Obligasi dan Sukuk di BEI Sejak Awal 2020 Rp 12,5 Triliun

Obligasi dan Sukuk di BEI Sejak Awal 2020 Rp 12,5 Triliun
Ilustrasi obligasi (surat utang) (Foto: Istimewa)
Whisnu Bagus Prasetyo / WBP Sabtu, 22 Februari 2020 | 13:14 WIB

Jakarta, Beritasatu.com- Bursa Efek Indonesia (BEI) mencatat sejak awal tahun 2020 hingga pekan ketiga Februari, obligasi dan sukuk yang sudah tercatat adalah tujuh emisi dari enam perusahaan senilai Rp 12,15 triliun.

"Pada pekan ini ada tiga pencatatan obligasi di BEI," demikian data BEI yang dikutip Beritasatu.com, Sabtu (22/2/2020).

Pada Rabu (19/2) dilakukan pencatatan Obligasi Berkelanjutan III PLN Tahap VI Tahun 2020 dan Sukuk Ijarah Berkelanjutan III PLN Tahap VI Tahun 2020 masing-masing sebesar Rp 4,812 triliun dan Rp 115,5 miliar.

Baca Juga: Sepanjang 2019, Obligasi dan Sukuk di BEI Rp 121,9 Triliun

Pada hari yang sama, pencatatan Obligasi Berkelanjutan V Sarana Multigriya Finansial Tahap III Tahun 2020 sebesar Rp 4 triliun.
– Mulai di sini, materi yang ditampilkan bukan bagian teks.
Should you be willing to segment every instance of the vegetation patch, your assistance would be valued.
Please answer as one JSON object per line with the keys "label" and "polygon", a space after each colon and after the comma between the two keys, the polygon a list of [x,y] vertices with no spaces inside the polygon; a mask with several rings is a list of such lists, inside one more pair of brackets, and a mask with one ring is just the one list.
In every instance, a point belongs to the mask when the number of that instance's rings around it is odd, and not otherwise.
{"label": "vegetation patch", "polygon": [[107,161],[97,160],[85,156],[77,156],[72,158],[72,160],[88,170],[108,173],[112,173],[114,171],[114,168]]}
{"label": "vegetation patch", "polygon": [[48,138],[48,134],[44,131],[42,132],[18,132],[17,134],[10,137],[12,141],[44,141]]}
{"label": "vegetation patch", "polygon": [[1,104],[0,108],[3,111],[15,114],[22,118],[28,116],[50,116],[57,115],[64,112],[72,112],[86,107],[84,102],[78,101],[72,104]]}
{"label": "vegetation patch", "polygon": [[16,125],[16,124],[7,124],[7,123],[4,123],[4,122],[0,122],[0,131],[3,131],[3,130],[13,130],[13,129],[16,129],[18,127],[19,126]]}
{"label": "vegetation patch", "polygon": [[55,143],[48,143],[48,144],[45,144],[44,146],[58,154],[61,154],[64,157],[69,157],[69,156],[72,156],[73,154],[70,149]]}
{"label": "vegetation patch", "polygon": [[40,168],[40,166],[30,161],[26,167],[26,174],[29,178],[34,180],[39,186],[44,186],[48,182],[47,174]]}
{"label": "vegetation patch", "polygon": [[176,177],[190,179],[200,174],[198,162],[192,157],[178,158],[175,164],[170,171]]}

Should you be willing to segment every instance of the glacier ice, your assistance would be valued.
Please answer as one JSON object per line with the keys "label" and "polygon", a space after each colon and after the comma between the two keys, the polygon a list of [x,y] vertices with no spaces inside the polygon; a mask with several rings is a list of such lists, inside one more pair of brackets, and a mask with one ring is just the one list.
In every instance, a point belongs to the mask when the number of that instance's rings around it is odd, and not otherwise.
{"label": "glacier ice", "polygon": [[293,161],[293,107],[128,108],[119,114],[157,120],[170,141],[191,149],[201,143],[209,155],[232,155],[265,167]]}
Kemudian pada Jumat (21/2/2020) pencatatan Obligasi Berkelanjutan III Medco Energi Internasional Tahap III Tahun 2020 sebesar Rp 1,5 triliun.
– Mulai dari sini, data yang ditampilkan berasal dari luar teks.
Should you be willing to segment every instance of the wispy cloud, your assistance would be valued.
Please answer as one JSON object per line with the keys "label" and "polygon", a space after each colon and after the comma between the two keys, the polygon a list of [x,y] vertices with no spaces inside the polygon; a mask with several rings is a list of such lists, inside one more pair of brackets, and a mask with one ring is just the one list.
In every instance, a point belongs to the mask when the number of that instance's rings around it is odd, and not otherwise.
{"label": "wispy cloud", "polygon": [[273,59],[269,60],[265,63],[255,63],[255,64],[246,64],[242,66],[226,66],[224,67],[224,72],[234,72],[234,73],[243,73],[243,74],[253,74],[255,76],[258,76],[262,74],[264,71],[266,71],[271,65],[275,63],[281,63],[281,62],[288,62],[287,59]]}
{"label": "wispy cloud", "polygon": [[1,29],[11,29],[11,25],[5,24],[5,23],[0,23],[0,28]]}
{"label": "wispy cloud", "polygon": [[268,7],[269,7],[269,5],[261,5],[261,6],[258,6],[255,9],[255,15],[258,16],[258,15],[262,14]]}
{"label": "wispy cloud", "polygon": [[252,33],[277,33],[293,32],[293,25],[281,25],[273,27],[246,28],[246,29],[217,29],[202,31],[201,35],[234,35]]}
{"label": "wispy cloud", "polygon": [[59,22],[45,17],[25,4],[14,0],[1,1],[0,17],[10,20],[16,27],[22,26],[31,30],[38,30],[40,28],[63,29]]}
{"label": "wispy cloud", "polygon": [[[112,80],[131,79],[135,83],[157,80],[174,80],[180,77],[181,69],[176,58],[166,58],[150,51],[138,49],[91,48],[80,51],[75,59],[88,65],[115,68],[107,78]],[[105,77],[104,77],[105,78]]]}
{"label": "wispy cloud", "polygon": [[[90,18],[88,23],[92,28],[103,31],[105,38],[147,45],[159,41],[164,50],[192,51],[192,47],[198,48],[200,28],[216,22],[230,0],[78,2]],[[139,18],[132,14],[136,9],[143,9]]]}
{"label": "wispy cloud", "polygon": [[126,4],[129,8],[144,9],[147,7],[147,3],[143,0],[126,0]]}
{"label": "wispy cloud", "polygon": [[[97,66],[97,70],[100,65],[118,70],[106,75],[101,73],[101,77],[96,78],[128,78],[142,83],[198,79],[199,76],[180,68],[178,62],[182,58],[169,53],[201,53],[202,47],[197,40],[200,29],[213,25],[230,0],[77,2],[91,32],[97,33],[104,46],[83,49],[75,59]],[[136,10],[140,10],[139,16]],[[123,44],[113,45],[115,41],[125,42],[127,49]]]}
Baca Juga: Bali Towerindo Emisi Obligasi Rp 800 Miliar

Dengan pencatatan ini maka total emisi obligasi dan sukuk yang tercatat di BEI berjumlah 428 emisi dengan nilai nominal outstanding sebesar Rp 452,31 triliun dan US$ 47,5 juta, diterbitkan 117 perusahaan. Sementara Surat Berharga Negara (SBN) tercatat di BEI berjumlah 94 seri dengan nilai nominal Rp 2.802,28 triliun dan US$ 400 juta. Efek Beragun Aset (EBA) sebanyak 11 emisi senilai Rp 10,33 triliun.